Tlaib addressed Republicans’ continued marching toward undemocratic ideals, noting their repeated downplaying of the attack on the U.S. Capitol building by a mob of Trump loyalists last year. But democracy was endangered in other ways, too, she said, including through legislation passed in a number of GOP-run states that have disenfranchised voters.
“The Republicans act like the real danger to our democracy is having enough voting booths in Black neighborhoods, mail-in ballots, fair district lines,” Tlaib said. “If we really wanted a democracy that responds to the will of the people, then we need voting rights protections and democracy reforms immediately.”
Tlaib also criticized Biden for not taking action on promises he made that he could fulfill without Congress’s approval — including fixing labor rules, regulating carbon emissions, and forgiving student debt, which the Michigan Democrat said could help stimulate the economy.

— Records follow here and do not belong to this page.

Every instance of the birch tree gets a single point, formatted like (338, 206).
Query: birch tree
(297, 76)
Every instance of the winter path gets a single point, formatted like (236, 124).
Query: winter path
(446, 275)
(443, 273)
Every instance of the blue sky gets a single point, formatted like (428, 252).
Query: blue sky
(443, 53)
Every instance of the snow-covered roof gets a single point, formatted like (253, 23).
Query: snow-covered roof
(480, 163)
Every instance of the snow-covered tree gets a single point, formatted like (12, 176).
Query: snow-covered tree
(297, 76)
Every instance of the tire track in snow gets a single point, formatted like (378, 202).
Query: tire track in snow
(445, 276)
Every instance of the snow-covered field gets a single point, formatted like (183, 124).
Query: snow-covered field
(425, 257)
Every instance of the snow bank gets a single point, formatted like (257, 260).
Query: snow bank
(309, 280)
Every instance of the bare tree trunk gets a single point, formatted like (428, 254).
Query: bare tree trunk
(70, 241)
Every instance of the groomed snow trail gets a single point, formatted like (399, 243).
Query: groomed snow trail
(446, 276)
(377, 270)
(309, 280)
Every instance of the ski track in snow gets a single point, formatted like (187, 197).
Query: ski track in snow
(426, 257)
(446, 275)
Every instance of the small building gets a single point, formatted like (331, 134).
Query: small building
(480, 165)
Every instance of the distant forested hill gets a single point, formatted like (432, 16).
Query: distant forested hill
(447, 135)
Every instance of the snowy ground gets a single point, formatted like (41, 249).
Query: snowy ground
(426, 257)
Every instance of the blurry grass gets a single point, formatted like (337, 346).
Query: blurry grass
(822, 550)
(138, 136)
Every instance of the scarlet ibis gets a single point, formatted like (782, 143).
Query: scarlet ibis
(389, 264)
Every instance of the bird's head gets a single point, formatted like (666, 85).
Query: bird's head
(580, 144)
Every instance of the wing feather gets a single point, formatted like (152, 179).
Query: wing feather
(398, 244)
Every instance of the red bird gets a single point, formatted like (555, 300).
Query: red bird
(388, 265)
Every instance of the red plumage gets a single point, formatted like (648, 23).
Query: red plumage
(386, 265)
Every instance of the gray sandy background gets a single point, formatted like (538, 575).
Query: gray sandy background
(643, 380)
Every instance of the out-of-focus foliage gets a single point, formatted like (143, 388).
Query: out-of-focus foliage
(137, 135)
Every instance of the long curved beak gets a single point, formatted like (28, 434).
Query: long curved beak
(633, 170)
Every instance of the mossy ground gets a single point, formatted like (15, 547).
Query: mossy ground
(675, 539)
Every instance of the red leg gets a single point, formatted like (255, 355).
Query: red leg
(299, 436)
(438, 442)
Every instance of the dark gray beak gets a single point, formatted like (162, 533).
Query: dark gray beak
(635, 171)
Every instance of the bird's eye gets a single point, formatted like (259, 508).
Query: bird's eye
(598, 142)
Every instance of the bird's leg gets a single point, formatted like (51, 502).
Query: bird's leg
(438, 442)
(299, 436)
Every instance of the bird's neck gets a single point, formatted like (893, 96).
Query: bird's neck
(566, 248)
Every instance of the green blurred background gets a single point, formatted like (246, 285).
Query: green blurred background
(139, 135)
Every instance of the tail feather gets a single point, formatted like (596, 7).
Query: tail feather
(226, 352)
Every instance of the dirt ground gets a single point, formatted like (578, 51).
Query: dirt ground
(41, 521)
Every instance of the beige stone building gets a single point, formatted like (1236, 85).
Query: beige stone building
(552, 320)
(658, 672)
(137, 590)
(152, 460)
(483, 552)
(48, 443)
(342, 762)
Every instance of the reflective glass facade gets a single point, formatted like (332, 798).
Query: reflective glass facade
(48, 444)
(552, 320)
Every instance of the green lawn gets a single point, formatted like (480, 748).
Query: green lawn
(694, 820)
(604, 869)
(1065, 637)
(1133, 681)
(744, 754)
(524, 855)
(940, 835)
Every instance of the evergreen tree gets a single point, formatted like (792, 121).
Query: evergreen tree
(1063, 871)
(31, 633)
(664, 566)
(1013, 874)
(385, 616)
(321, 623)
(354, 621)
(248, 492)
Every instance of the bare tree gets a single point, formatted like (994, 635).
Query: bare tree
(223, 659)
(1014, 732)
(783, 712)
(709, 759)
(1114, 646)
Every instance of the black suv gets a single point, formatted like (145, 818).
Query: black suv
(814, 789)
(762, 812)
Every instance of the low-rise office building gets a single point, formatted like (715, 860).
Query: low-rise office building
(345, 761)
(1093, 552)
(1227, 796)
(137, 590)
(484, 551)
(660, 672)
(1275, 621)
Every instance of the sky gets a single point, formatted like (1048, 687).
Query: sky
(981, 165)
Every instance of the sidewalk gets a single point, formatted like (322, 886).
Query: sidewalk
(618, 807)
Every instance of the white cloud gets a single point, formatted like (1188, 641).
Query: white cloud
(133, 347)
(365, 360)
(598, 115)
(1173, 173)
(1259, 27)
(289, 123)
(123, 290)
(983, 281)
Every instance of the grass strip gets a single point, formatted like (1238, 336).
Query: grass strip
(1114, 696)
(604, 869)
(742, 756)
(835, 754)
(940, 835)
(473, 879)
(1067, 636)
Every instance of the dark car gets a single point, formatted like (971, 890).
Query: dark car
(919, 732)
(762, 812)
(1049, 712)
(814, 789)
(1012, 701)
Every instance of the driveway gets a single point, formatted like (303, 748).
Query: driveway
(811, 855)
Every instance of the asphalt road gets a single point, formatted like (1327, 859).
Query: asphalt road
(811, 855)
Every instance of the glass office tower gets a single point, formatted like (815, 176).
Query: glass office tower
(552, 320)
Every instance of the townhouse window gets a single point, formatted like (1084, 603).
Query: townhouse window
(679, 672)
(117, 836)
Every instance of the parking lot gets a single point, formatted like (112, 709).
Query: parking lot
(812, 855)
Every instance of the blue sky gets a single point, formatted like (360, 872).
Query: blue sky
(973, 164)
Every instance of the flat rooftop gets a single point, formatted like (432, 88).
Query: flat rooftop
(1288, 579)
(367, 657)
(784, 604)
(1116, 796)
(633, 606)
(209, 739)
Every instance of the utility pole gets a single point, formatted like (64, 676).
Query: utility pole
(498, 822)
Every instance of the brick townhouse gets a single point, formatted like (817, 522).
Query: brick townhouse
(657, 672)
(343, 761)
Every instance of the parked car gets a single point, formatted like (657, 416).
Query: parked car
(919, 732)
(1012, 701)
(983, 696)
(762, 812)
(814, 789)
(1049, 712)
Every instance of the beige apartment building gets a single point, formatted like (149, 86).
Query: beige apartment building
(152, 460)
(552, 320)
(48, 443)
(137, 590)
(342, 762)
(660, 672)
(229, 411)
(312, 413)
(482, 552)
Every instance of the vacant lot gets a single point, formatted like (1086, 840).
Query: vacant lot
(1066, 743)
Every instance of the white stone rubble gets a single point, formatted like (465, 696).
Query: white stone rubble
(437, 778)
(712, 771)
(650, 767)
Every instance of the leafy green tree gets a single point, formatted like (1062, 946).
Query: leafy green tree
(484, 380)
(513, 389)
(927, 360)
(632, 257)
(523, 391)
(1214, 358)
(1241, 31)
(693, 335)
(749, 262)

Finally, Tlaib made an appeal for voters to elect progressives to Congress in this year’s midterms. She warned that Republicans would “protect the rich and target the rest of us” if they won Congress this year by “[undermining] voting rights, women’s rights, workers’ rights, immigrants, people of color and our LGBTQ community, and block progress on climate change.”
But “blocking the far-right is not enough,” Tlaib emphasized. “We also need to elect the next generation of working families champions.”
“When we connect with one another, building our solidarity, we can outwork the hate, and show that the very people who want to ensure we never have a seat at the table, we can show them that we aren’t going anywhere,” she concluded.